Me desperté al cabo de cuatro horas. Estaba desorientado, no me acordaba de
por qué estaba en aquella bodega. Agité mi cabeza y los recuerdos me empezaron
a venir. De repente me detuve, noté algo extraño, ya no escuchaba a la multitud
del puerto. Miré a través de un pequeño agujero que había en la pared de madera
del barco. Solo veía azul. Mi respiración se aceleró, no soportaba estar en
aquella bodega, así que me dirigí hacia la escotilla de carga donde había una
escalera que llevaba a la cubierta. Salí. Intenté tranquilizarme, pero el miedo
y la angustia me lo impedían. Lo intenté una vez más. Me giré mirando al mar y
respiré hondo. Sentí una maravillosa brisa marina que soplaba desde el oeste.

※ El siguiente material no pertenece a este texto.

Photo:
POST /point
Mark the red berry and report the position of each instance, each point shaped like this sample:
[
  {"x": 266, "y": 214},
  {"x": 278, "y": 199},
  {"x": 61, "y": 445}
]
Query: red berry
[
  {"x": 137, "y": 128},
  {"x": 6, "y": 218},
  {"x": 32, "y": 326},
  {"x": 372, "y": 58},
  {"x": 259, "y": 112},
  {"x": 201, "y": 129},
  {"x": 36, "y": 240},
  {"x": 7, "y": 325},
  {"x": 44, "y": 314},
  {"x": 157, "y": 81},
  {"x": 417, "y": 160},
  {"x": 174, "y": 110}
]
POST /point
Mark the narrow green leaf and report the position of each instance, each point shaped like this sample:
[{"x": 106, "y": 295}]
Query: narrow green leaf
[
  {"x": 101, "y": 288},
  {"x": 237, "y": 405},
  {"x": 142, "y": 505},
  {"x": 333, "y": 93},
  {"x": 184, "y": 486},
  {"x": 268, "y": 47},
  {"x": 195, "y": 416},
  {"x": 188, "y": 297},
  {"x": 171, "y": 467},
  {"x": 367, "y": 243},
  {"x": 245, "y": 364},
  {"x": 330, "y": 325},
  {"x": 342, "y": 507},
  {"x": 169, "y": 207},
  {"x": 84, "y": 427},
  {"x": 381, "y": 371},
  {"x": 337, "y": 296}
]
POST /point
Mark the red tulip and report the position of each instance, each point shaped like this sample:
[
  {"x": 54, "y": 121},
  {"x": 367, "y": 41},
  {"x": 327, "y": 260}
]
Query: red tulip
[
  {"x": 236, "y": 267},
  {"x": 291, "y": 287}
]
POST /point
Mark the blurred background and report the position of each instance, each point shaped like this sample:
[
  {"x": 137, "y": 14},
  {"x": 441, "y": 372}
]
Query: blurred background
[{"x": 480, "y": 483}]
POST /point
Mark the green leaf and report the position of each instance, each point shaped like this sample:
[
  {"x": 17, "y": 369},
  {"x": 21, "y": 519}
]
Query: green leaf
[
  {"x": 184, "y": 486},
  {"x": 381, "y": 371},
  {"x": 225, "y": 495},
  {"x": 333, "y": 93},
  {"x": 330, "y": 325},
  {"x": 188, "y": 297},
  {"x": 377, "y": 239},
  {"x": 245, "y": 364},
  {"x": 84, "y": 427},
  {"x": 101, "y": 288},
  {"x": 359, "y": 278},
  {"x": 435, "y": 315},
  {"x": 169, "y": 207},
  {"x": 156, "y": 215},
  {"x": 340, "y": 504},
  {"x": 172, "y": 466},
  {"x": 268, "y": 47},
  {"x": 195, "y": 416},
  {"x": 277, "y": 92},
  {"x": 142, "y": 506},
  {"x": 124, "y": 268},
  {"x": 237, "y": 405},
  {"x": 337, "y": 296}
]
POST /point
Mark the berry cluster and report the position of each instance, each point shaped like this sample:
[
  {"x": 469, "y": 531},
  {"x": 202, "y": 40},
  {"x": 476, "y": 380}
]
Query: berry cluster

Me sentí feliz por un momento, nunca antes había visto el mar, pero después
pensé en mi torpeza al haberme quedado dormido. Un hombre se acercó a mí. Era
un hombre alto, de pelo como el fuego, barba poblada y ojos como el mar. Nos
presentamos, y empezamos a hablar. Se llamaba Martín Guzmán. Él fue criado por
sus abuelos. Su madre murió al poco tiempo después de él nacer y su padre, que
salió en una expedición con Colón, nunca más volvió. A los dieciséis años de
edad, siguiendo el ejemplo de su padre, se unió a la marina y desde entonces ha
estado viajando por toda África y Europa en viajes comerciantes. Esta fue su
primera expedición. La conversación que tuvimos fue bastante agradable, me
ayudó a olvidar todo lo que había pasado en ese día. De repente, sentí como
alguien me agarraba del hombro. Era el contramaestre del barco, un hombre
rechonchudo, con cara de muy pocos amigos, calvo, con barba de tres días y ojos
negros como la oscuridad.
-¿Quién eres muchacho?-me preguntó-. Nunca antes te había visto por aquí.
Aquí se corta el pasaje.